Main content area

Parental transposable element loads influence their dynamics in young Nicotiana hybrids and allotetraploids

Mhiri, Corinne, Parisod, Christian, Daniel, Julien, Petit, Maud, Lim, K. Yoong, Dorlhac de Borne, François, Kovarik, Ales, Leitch, Andrew R., Grandbastien, Marie‐Angèle
Thenew phytologist 2019 v.221 no.3 pp. 1619-1633
Nicotiana rustica, Nicotiana tabacum, allotetraploidy, diploidy, genetic variation, genome, genomics, hybridization, hybrids, loci, transposons
The genomic shock hypothesis suggests that allopolyploidy is associated with genome changes driven by transposable elements, as a response to imbalances between parental insertion loads. To explore this hypothesis, we compared three allotetraploids, Nicotiana arentsii, N. rustica and N. tabacum, which arose over comparable time frames from hybridisation between increasingly divergent diploid species.

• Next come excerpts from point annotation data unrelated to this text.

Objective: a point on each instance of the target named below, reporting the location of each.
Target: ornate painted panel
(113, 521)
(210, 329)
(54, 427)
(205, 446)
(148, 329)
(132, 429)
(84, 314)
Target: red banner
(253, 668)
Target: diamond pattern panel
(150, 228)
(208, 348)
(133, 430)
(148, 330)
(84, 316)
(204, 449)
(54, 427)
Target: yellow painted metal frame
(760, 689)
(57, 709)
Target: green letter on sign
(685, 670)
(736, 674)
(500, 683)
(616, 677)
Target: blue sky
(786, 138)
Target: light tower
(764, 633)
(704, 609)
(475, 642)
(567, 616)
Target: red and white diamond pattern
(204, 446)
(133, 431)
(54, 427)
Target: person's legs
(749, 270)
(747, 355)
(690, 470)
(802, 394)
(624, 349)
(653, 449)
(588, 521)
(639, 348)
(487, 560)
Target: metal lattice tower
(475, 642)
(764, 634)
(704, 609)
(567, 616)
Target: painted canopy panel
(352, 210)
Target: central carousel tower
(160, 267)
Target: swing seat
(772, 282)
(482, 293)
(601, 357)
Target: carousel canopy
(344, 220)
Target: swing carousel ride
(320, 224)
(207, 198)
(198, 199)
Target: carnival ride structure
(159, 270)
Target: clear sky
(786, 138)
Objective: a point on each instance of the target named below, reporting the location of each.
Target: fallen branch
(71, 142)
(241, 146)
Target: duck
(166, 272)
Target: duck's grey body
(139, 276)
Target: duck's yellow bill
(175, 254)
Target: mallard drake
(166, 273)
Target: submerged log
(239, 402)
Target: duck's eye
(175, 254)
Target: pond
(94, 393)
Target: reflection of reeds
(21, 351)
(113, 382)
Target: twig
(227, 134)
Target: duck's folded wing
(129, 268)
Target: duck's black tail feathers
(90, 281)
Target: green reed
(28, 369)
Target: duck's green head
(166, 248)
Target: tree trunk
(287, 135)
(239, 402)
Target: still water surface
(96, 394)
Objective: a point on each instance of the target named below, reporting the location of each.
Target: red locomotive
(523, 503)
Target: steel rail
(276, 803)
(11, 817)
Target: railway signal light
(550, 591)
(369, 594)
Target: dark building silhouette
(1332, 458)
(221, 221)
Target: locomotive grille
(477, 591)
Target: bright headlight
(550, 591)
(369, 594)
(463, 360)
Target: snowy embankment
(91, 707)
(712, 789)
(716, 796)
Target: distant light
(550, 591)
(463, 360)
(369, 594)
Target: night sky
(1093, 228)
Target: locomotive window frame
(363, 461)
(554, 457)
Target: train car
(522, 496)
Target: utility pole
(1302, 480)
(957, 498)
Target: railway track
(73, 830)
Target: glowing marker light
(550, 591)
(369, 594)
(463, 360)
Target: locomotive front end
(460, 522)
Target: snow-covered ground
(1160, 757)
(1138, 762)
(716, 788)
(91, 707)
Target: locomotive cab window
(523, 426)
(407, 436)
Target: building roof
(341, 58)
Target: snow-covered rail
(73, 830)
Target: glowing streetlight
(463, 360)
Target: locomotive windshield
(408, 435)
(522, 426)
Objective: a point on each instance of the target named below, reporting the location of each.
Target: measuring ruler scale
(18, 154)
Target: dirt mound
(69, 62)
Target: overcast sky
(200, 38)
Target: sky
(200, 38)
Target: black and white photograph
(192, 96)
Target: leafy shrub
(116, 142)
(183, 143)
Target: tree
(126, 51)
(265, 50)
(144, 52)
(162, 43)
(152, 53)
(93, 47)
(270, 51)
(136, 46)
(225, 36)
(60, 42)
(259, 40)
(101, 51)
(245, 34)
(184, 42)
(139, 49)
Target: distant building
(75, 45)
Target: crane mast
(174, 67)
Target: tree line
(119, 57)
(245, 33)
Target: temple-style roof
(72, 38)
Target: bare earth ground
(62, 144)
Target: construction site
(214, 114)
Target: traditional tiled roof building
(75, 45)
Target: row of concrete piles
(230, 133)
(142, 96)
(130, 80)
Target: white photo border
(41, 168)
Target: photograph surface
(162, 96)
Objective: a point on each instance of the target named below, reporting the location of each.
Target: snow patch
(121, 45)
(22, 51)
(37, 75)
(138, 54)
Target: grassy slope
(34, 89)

We used sequence‐specific amplification polymorphism (SSAP) to compare the dynamics of six transposable elements in these allopolyploids, their diploid progenitors and in corresponding synthetic hybrids. We show that element‐specific dynamics in young Nicotiana allopolyploids reflect their dynamics in diploid progenitors. Transposable element mobilisation is not concomitant with immediate genome merger, but occurs within the first generations of allopolyploid formation. In natural allopolyploids, such mobilisations correlate with imbalances in the repeat profile of the parental species, which increases with their genetic divergence. Other restructuring leading to locus loss is immediate, nonrandom and targeted at specific subgenomes, independently of cross orientation. The correlation between transposable element mobilisation in allopolyploids and quantitative imbalances in parental transposable element loads supports the genome shock hypothesis proposed by McClintock.